Literature DB >> 25403086

DivA: detection of non-homologous and very divergent regions in protein sequence alignments.

Marie Lisandra Zepeda Mendoza, Sanne Nygaard, Rute R da Fonseca¹.

Abstract

BACKGROUND: Sequence alignments are used to find evidence of homology but sometimes contain regions that are difficult to align which can interfere with the quality of the subsequent analyses. Although it is possible to remove problematic regions manually, this is non-practical in large genome scale studies, and the results suffer from irreproducibility arising from subjectivity. Some automated alignment trimming methods have been developed to remove problematic regions in alignments but these mostly act by removing complete columns or complete sequences from the MSA, discarding a lot of informative sites.
FINDINGS: Here we present a tool that identifies Divergent windows in protein sequence Alignments (DivA). DivA makes no assumptions on evolutionary models, and it is ideal for detecting incorrectly annotated segments within individual gene sequences. DivA works with a sliding-window approach to estimate four divergence-based parameters and their outlier values.

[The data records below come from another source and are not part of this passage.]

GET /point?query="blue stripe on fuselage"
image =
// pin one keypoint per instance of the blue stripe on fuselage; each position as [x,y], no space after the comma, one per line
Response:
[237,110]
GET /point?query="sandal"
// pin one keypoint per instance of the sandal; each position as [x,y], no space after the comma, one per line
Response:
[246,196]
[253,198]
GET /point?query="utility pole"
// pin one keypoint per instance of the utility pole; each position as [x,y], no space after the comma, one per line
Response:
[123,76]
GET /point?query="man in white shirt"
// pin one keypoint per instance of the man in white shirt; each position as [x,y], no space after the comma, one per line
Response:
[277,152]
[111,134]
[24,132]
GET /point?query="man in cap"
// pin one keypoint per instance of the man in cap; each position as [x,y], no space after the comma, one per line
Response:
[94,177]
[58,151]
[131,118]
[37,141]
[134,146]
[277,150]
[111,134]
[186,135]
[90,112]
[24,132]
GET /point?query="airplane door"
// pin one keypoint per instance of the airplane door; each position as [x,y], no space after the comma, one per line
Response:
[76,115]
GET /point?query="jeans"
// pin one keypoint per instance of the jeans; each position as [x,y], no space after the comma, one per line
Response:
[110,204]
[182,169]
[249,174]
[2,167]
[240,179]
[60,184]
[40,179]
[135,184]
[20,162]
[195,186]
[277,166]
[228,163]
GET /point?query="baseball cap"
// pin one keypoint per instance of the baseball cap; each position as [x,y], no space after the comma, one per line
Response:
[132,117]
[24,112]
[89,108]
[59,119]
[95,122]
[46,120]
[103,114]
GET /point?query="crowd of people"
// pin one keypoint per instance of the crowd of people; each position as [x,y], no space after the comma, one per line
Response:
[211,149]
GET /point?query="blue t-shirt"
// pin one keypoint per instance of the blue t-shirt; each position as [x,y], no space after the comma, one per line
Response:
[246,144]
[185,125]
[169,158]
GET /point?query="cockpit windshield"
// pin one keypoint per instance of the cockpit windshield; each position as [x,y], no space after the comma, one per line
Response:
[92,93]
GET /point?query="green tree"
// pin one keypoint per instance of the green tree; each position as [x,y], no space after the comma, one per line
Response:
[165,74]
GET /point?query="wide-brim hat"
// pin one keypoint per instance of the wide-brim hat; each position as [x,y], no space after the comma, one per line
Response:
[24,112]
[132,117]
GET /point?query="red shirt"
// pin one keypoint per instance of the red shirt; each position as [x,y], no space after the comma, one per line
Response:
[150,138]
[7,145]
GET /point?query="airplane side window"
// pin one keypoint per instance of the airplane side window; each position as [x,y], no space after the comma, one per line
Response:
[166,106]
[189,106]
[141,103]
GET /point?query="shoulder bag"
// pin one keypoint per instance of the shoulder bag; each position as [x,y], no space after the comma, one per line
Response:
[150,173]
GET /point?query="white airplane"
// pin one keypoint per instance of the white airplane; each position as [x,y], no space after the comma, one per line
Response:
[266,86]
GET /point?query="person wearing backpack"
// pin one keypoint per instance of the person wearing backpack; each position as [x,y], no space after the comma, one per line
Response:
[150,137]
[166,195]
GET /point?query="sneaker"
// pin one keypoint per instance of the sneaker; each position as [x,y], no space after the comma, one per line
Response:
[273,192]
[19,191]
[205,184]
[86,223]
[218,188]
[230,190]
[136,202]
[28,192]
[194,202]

It then classifies a window of a sequence of an alignment as very divergent (potentially non-homologous) if it presents a combination of outlier values for the four parameters it calculates. The windows classified as very divergent can optionally be masked in the alignment.
CONCLUSIONS: DivA automatically identifies very divergent and incorrectly annotated genic regions in MSAs avoiding the subjective and time-consuming problem of manual annotation. The output is clear to interpret and allows the user to take more informed decisions for reducing the amount of sequence discarded but still finding the potentially erroneous and non-homologous regions.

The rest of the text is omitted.